Wilson was released in ’05 and was able to get a job at a graphics arts company. Then he was invited to his friend’s New Year’s Eve party. The police were patrolling the neighborhood because they heard gunshots in the area. They checked out the home because of the large crowd gathered there, said Wilson, who was charged with constructive possession of the firearm after police ran a criminal check on him. Wilson was sentenced to seven years, 11 months and did six-and-a-half.

“I was released in 2013, and soon as I was released I enrolled back in Roosevelt University and now I’ve completed my degree,” said Wilson, who graduated two weeks ago on May 10. Getting an education, he insists, was always important to him. Wilson said he was an honor student as a child before he turned to the streets. His family was also encouraging.

“My mother and my father always stressed education no matter what. They instilled that in me and I firmly believed in that,” Wilson recalled. “So no matter what, I was always big on education. So while I was incarcerated, I had the notion in my mind that I’m not just gone let this time be a waist. I’m gonna do something where I can take home and say ‘I accomplished something. I wasn’t just gonna sit and do idle time.'”

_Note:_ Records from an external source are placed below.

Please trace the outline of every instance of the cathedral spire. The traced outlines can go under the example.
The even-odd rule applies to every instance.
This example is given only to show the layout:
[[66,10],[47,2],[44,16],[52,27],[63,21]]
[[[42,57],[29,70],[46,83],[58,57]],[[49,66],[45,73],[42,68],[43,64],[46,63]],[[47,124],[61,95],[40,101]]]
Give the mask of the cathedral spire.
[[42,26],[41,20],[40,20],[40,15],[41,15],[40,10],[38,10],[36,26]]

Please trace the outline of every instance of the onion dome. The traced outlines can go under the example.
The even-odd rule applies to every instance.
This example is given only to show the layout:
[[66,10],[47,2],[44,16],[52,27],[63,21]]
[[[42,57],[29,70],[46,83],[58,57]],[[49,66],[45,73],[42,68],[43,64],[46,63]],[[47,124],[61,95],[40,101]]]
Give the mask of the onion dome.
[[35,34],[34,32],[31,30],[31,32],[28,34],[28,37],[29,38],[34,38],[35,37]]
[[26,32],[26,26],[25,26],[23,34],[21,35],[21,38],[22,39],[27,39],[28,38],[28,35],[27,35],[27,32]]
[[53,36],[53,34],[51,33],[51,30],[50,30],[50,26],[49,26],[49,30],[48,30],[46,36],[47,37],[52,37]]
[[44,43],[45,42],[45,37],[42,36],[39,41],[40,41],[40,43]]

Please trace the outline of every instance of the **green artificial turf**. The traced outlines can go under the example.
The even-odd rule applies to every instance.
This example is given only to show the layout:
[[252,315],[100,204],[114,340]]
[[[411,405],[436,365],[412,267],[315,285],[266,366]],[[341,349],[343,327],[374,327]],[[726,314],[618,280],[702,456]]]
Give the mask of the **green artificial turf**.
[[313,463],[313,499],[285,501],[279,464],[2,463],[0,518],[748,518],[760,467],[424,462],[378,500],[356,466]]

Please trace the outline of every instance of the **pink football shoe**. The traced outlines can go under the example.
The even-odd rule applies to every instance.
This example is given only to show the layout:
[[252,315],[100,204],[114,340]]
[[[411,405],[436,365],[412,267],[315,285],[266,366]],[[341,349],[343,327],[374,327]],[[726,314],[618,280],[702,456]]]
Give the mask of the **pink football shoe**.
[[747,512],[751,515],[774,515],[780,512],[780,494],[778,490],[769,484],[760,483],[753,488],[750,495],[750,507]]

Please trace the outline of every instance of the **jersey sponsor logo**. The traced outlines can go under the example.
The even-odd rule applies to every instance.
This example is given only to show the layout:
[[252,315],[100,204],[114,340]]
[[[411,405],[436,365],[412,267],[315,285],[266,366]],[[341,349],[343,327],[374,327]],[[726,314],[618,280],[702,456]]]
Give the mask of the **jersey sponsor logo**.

Wilson said he also wanted his degree from Roosevelt because of its support for social justice. He also credits faculty and staff there, like his professor Susan Katz, for helping him achieve his goal. The university is also touting his achievement. In a press release from the school, Katz, who teaches educational leadership, said Wilson can be an inspiration to others.

“This is someone who has turned his life around. He’s earnest and passionate about making a difference,” said Katz, who was also Wilson’s thesis advisor.He did his senior paper on “Gang Involvement Among Youth and the Result of Early Prevention.” While incarcerated this last time around, Wilson wrote a fictional novel, “Chi Life, My Life: Don’t Get It Twisted” about the street life based on stories he grew up around on the West Side–he said it’s not autobiographical. “I put a message to the book. That it’s not about glamorizing or glorifying gang members or drug dealers, but to show you what the end result will be– life in prison, death, or life-altering injury. I want them to know that this is what happens to these types of people,” he said.

Wilson’s currently a volunteer coach with Jehovah Jireh Outreach Ministry #1, a youth community organization based on the West Side. He and his wife have owned Exquisite Elegance, 419 South Boulevard, for a year now. The business, Wilson said, was actually given to them by a former associate of his wife, who’s a hair stylist. The couple also married last year but have known each other since childhood.
Wilson has a warning for youth or anyone headed toward street life.
“I tell them that from life experience, every time I did wrong, being in the gang, sold drugs; everything I did, the outcome for me was always prison. A long time in prison,” he said. “But for others around me, the outcome was different. Some died. Some was in prison for the rest of their life; never got out. Some been addicted to drugs for years, and some have been paralyzed, crippled. So the outcomes are never good. “There’s never a drug dealer or gang member that lives successfully, happily ever after doing the same things.”